Blog - dev2ops - Solving Large Scale Web Operations and DevOps Problems

Entries in Patterns (10)

Sunday

Mar182012

DevOps Lessons from Lean: Small Batches Improve Flow

Sunday, March 18, 2012 at 11:42PM

DevOps problems are fundamentally flow problems. Work doesn't flow properly from one end of the lifecycle (Dev) to the other end of the lifecycle (Ops).

While spirited discussions on tools are a regular occurrence in DevOps circles, there are other simple, yet profound, techniques that have nothing to do with technology but have proven to have a huge impact on improving flow.

Top of that list? Work in small batches.

It seems so simple that it couldn't possibly make that big of difference, but it does. And there is historical precedent for it as well. The principle of working is small batches has proved it's merit in Agile software development and on an even larger stage during the manufacturing revolutions of the 1970s and 1980s.

The reasons why working in small batches has such a strong net positive impact on flow might seem a bit counterintuitive at first. In the absence of relying on "because I told you so", below are the best explanations I could find as to why this works.

What is a "batch size"?
A batch is the unit of work that passes from one stage to the next stage in a process. The batch size the scale of that work product.

What are the benefits of reducing batch sizes?

Reduces cycle time and gets you quicker feedback - With a small batch size, each batch makes it through the full lifecycle quicker. Since work on a feature isn't complete until it is successfully running in production and getting feedback from users, large batch sizes simply delay that feedback. This means the larger the batch the longer you wait to find out if you did it right. It's easier to make business and technical decisions and easier to recover from a mistake if you are working on shorter time horizons.

Reduces risk of an error or outage - With a small batch size, you are reducing the amount of complexity that has to be dealt with at any one time by the people working on the batch. The reduction in complexity comes not only from the number and size of the moving parts that are touched while working on the batch, but also in the amount of person-to-person communication that needs to happen (due to smaller teams). This is just acknowledging the natural limitations of human beings. The more complexity people have to deal with, the more mistakes there will be. Smaller batch size also leads to quicker feedback, so if there is an error in the batch it will be caught sooner. A small batch size lends itself well to quicker problem detection and resolution (the field of focus in addressing the problem can be contained to the footprint of that small batch and the work that is still fresh in everyone's mind).

Reduces product risk - This builds on the idea of faster feedback. The sooner you can put an individual feature in front of your target audience, the sooner you will know if you've achieved the right product and market fit. The larger the batch size, the greater the product risk when you finally release that batch. Statistics shows us that it's beneficial to decompose a large risk into a series of small risks. For example, bet all of your money on a single coin flip and you have a 50% chance of losing all of your money. Break that bet into 4 smaller bets and it would take 4 sequential bets to result in financial ruin (1 in 16 or 6.25% chance of losing all of your money).

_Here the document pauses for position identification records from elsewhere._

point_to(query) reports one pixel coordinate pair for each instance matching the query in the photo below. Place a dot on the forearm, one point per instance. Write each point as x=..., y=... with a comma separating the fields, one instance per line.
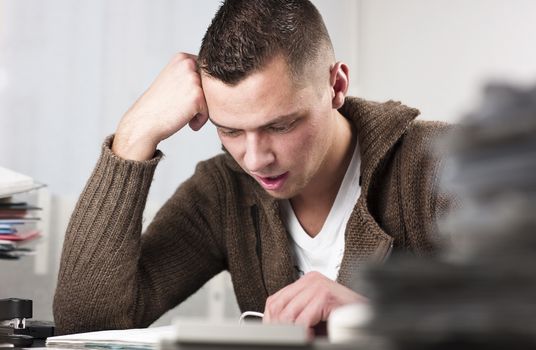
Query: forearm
x=97, y=283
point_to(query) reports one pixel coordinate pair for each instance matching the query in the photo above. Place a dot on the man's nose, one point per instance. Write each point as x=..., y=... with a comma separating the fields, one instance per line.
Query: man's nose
x=258, y=155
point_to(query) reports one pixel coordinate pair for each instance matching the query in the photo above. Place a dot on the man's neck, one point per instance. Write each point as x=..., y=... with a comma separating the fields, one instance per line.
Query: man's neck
x=313, y=204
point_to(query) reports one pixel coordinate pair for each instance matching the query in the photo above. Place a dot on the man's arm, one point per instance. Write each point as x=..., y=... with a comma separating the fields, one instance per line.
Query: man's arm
x=108, y=277
x=173, y=100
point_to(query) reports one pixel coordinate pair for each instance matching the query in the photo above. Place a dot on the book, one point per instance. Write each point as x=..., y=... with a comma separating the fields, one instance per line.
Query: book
x=12, y=182
x=137, y=338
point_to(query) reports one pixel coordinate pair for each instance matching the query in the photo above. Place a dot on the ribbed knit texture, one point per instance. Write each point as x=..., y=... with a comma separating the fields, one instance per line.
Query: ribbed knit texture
x=111, y=276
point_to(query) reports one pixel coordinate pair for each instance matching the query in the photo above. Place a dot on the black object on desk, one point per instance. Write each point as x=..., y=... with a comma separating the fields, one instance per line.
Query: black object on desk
x=15, y=329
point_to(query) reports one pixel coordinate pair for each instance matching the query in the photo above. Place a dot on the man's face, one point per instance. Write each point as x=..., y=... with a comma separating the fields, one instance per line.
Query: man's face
x=277, y=131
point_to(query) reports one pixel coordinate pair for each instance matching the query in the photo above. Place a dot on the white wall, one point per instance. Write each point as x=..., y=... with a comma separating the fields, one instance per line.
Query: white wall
x=436, y=55
x=68, y=71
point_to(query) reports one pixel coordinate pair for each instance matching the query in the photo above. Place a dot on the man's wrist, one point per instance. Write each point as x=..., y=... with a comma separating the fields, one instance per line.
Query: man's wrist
x=133, y=148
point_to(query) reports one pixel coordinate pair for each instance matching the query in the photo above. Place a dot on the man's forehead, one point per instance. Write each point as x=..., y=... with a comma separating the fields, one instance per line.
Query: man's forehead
x=253, y=123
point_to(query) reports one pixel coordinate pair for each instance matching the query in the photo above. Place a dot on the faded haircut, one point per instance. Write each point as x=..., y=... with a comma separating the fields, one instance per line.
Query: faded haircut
x=246, y=34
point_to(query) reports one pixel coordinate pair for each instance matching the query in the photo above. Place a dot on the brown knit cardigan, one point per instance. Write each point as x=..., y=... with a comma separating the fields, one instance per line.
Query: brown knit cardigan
x=111, y=276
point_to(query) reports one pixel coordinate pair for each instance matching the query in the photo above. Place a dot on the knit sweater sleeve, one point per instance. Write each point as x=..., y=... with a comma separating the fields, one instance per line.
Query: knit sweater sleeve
x=113, y=277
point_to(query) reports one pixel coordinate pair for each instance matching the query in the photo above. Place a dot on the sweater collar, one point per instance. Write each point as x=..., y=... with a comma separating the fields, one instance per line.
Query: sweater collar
x=379, y=126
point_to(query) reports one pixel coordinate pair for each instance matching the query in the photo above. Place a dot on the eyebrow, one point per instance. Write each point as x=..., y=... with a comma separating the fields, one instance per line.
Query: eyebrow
x=270, y=123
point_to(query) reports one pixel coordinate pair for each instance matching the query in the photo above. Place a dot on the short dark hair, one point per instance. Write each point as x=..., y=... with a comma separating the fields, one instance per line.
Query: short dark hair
x=246, y=34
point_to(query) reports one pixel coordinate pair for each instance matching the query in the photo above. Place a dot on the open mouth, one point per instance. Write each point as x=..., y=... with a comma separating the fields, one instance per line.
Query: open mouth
x=273, y=183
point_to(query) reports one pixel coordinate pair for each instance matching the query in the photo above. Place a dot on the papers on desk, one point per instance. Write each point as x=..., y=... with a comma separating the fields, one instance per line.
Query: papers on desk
x=188, y=332
x=480, y=295
x=143, y=338
x=18, y=219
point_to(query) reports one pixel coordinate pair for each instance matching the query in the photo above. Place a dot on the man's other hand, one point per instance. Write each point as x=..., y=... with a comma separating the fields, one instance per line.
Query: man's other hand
x=308, y=301
x=173, y=100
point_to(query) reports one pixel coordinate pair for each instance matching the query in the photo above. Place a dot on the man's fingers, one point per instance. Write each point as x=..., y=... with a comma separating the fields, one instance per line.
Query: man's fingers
x=198, y=121
x=277, y=302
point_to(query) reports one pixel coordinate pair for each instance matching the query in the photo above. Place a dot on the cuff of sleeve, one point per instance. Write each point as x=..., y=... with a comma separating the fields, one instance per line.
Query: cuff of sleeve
x=107, y=151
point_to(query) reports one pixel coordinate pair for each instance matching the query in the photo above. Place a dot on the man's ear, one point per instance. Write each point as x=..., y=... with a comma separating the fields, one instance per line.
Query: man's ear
x=339, y=82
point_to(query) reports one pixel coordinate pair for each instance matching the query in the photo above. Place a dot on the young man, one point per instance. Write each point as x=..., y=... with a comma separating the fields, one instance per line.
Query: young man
x=311, y=185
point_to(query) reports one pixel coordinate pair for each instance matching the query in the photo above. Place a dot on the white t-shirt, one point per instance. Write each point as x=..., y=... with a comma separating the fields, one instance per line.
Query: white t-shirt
x=324, y=252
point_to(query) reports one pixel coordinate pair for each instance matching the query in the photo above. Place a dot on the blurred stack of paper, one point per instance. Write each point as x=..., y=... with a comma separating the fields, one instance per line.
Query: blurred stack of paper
x=18, y=219
x=481, y=293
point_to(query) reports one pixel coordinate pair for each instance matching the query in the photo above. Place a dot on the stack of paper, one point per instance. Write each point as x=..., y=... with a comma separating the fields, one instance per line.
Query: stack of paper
x=142, y=338
x=18, y=219
x=480, y=295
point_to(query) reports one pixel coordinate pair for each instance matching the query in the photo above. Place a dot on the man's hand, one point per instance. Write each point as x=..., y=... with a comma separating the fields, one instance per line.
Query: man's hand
x=173, y=100
x=308, y=300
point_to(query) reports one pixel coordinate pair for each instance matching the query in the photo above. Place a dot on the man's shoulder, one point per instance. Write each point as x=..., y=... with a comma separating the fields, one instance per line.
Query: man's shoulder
x=423, y=137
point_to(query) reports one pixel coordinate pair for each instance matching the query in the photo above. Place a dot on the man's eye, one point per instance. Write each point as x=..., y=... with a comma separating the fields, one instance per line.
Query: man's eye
x=229, y=133
x=282, y=128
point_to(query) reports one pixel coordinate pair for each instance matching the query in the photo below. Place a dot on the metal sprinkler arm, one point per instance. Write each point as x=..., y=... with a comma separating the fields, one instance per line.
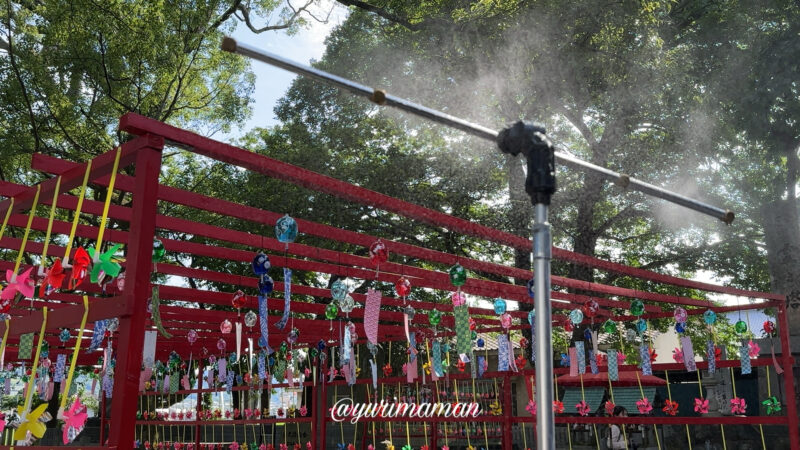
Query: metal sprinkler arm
x=382, y=98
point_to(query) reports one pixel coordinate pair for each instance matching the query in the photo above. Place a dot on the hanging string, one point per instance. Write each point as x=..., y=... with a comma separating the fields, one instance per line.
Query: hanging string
x=107, y=205
x=27, y=232
x=78, y=208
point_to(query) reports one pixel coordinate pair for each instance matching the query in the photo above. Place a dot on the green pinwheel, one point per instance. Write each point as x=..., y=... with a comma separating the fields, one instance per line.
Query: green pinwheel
x=772, y=404
x=103, y=263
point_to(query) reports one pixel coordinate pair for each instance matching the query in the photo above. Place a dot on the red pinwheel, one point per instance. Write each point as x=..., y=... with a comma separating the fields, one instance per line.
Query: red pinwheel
x=54, y=277
x=738, y=405
x=80, y=267
x=20, y=283
x=701, y=405
x=74, y=420
x=644, y=406
x=670, y=407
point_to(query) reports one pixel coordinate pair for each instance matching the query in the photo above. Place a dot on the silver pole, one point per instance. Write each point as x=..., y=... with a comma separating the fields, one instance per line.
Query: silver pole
x=382, y=98
x=542, y=253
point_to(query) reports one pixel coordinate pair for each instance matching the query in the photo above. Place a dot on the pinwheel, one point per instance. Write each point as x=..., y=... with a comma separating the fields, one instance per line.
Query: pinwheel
x=54, y=277
x=80, y=266
x=670, y=407
x=772, y=404
x=22, y=283
x=701, y=405
x=738, y=405
x=33, y=422
x=677, y=355
x=753, y=349
x=104, y=264
x=644, y=406
x=74, y=421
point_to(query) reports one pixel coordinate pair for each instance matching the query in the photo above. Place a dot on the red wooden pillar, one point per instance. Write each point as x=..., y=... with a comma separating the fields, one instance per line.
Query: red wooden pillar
x=137, y=290
x=788, y=378
x=507, y=402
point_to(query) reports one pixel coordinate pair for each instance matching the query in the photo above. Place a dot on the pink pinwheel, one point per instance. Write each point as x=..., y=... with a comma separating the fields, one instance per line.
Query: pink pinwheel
x=644, y=406
x=21, y=283
x=701, y=405
x=753, y=349
x=677, y=355
x=583, y=408
x=74, y=420
x=738, y=405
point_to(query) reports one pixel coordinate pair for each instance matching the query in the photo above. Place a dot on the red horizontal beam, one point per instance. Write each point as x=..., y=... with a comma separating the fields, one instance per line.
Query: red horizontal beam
x=136, y=124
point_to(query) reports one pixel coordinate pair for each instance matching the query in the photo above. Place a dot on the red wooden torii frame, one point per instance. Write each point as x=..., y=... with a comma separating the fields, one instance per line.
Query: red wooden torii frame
x=144, y=151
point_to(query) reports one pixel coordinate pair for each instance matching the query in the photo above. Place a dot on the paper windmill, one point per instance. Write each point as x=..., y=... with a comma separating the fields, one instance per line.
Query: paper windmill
x=670, y=407
x=33, y=422
x=701, y=405
x=738, y=405
x=644, y=406
x=772, y=404
x=22, y=284
x=753, y=349
x=74, y=421
x=54, y=277
x=80, y=266
x=104, y=264
x=677, y=355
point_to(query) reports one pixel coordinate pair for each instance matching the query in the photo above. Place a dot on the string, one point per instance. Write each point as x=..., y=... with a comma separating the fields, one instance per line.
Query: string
x=107, y=205
x=27, y=232
x=75, y=354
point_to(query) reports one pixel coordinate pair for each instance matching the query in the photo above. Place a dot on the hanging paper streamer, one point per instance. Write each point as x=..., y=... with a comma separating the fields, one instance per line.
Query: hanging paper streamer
x=573, y=362
x=744, y=357
x=61, y=363
x=688, y=354
x=262, y=321
x=464, y=344
x=412, y=347
x=502, y=353
x=287, y=297
x=97, y=335
x=644, y=353
x=25, y=346
x=262, y=364
x=580, y=352
x=149, y=349
x=372, y=311
x=711, y=356
x=436, y=358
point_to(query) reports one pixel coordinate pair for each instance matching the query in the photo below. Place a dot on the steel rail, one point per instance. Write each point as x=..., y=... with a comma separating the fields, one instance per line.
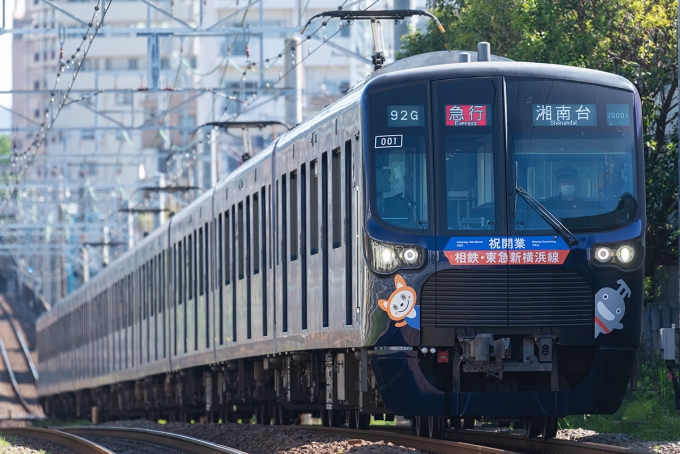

Large batch sizes also often lead to compounding schedule delays and cost overruns. The larger the batch, the more likely it is that a mistake was made in estimating or during the work itself. The chance and potential impact of these mistakes compounds as the batch size grows… increasing the delay in being able to get that all important feedback from the users and increasing your product risk.

Improves efficiency and lowers overhead - Conventional wisdom holds that large batches allow greater productivity (i.e. you get more done with large uninterrupted periods of work) and lower overhead (less batches = less transactional costs). As has been proven in the manufacturing world (Lean) and now software development (Agile), this simply isn't the case. The larger the scope of the batch, the more complexity the individual has to deal with. The complexity of a debug task grows as 2ⁿ when n things are changed in one batch. In knowledge work, the larger the uninterrupted period of work leads to greater change complexity, greater the volume of debug work, and more handoff complexity. That is all added overhead. But even assuming the individual was still being more efficient by working in a large batch, you would still be creating greater inefficiency for the end-to-end process.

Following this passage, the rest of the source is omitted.